# Chapter 11 Multinomial Logistic Regression

## 11.1 Introduction to Multinomial Logistic Regression

Logistic regression is a technique used when the dependent variable is categorical (or nominal). For Binary logistic regression the number of dependent variables is two, whereas the number of dependent variables for multinomial logistic regression is more than two.

Examples: Consumers make a decision to buy or not to buy, a product may pass or fail quality control, there are good or poor credit risks, and employee may be promoted or not.

## 11.2 Equation

In logistic regression, a logistic transformation of the odds (referred to as logit) serves as the depending variable:

\[\log (o d d s)=\operatorname{logit}(P)=\ln \left(\frac{P}{1-P}\right)=a+b_{1} x_{1}+b_{2} x_{2}+b_{3} x_{3}+\ldots\]

or

\[p=\frac{\exp \left(a+b_{1} X_{1}+b_{2} X_{2}+b_{3} X_{3}+\ldots\right)}{1+\exp \left(a+b_{1} X_{1}+b_{2} X_{2}+b_{3} X_{3}+\ldots\right)}\] > Where:

p = the probability that a case is in a particular category,

exp = the exponential (approx. 2.72),

a = the constant of the equation and,

b = the coefficient of the predictor or independent variables.

Logits or Log Odds

Odds value can range from 0 to infinity and tell you how much more likely it is that an observation is a member of the target group rather than a member of the other group.

- Odds = p/(1-p)

If the probability is 0.80, the odds are 4 to 1 or .80/.20; if the probability is 0.25, the odds are .33 (.25/.75).

The odds ratio (OR), estimates the change in the odds of membership in the target group for a one unit increase in the predictor.

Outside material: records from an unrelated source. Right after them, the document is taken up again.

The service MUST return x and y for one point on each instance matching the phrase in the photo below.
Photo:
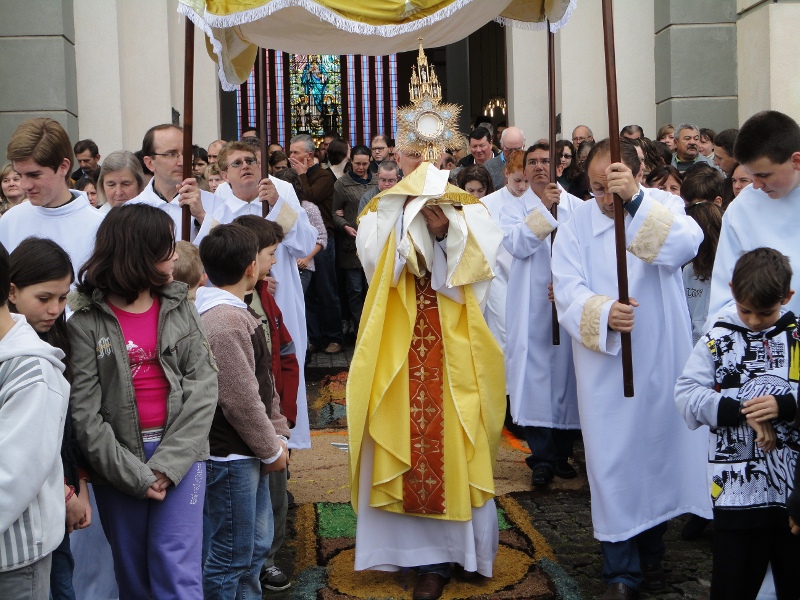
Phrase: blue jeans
(548, 445)
(238, 523)
(622, 561)
(61, 572)
(356, 285)
(323, 310)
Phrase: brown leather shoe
(429, 586)
(620, 591)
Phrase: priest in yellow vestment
(426, 391)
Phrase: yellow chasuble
(472, 374)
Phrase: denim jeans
(323, 310)
(31, 582)
(156, 545)
(356, 285)
(61, 572)
(622, 561)
(549, 445)
(238, 522)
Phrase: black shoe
(564, 470)
(694, 527)
(620, 591)
(542, 475)
(655, 579)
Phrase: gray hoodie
(33, 406)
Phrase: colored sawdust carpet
(320, 549)
(324, 547)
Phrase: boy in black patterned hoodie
(742, 381)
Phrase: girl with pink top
(143, 398)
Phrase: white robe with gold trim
(644, 465)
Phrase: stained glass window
(315, 84)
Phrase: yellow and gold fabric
(380, 396)
(236, 28)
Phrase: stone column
(37, 43)
(768, 71)
(695, 63)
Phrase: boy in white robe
(541, 375)
(644, 467)
(765, 213)
(244, 196)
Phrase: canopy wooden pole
(619, 215)
(188, 117)
(261, 95)
(551, 89)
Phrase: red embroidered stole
(423, 484)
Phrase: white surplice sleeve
(662, 234)
(524, 231)
(582, 312)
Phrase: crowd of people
(160, 382)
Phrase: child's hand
(763, 408)
(162, 481)
(765, 434)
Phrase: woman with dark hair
(143, 397)
(278, 161)
(346, 194)
(337, 157)
(41, 275)
(475, 180)
(665, 178)
(568, 169)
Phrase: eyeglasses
(171, 154)
(237, 164)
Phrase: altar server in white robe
(765, 213)
(162, 149)
(540, 375)
(239, 168)
(517, 184)
(644, 466)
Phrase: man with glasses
(511, 139)
(644, 466)
(162, 148)
(388, 176)
(213, 150)
(687, 148)
(581, 134)
(380, 152)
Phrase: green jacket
(103, 402)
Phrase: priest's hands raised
(436, 221)
(620, 317)
(267, 192)
(620, 180)
(189, 195)
(551, 195)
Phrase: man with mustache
(687, 148)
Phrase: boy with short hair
(702, 184)
(33, 406)
(285, 370)
(41, 153)
(248, 435)
(742, 381)
(766, 213)
(189, 267)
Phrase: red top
(150, 385)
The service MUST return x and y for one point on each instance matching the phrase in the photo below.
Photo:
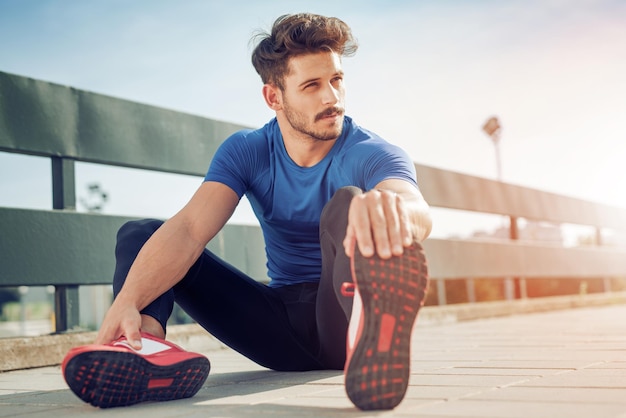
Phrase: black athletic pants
(295, 327)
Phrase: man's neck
(306, 152)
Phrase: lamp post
(493, 129)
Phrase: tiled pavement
(568, 363)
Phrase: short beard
(298, 122)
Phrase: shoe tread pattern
(108, 379)
(392, 292)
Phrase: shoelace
(347, 289)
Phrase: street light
(493, 129)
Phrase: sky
(427, 75)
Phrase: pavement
(566, 363)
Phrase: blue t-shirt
(288, 199)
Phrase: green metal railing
(67, 249)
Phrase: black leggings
(295, 327)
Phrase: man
(342, 218)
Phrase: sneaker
(115, 374)
(387, 296)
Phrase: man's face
(313, 98)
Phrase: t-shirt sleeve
(232, 164)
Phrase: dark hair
(298, 34)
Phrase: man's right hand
(121, 321)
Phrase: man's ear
(273, 97)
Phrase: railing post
(63, 184)
(510, 282)
(65, 308)
(470, 287)
(66, 303)
(441, 292)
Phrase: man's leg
(387, 295)
(130, 238)
(241, 312)
(334, 306)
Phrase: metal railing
(64, 248)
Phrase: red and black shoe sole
(108, 378)
(392, 291)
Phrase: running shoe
(388, 294)
(115, 374)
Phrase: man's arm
(166, 257)
(386, 219)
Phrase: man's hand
(387, 219)
(121, 321)
(378, 221)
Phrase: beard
(299, 122)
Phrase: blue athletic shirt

It is calculated by using the regression coefficient of the predictor as the exponent or exp.

Assume in the example earlier where we were predicting accountancy success by a maths competency predictor that b = 2.69. Thus the odds ratio is exp(2.69) or 14.73. Therefore the odds of passing are 14.73 times greater for a student for example who had a pre-test score of 5 than for a student whose pre-test score was 4.

## 11.3 Hypothesis Test of Coefficients

In logistic regression, hypotheses are of interest:

The null hypothesis, which is when all the coefficients in the regression equation take the value zero, and

The alternate hypothesis that the model currently under consideration is accurate and differs significantly from the null of zero, i.e. gives significantly better than the chance or random prediction level of the null hypothesis.

Evaluation of Hypothesis

We then work out the likelihood of observing the data we actually did observe under each of these hypotheses. The result is usually a very small number, and to make it easier to handle, the *natural logarithm* is used, producing a *log likelihood (LL)*. Probabilities are always less than one, so LL’s are always negative. Log likelihood is the basis for tests of a logistic model.

## 11.4 Likelihood Ratio Test

The likelihood ratio test is based on -2LL ratio. It is a test of the significance of the difference between the likelihood ratio (-2LL) for the researcher’s model with predictors (called model chi square) minus the likelihood ratio for baseline model with only a constant in it.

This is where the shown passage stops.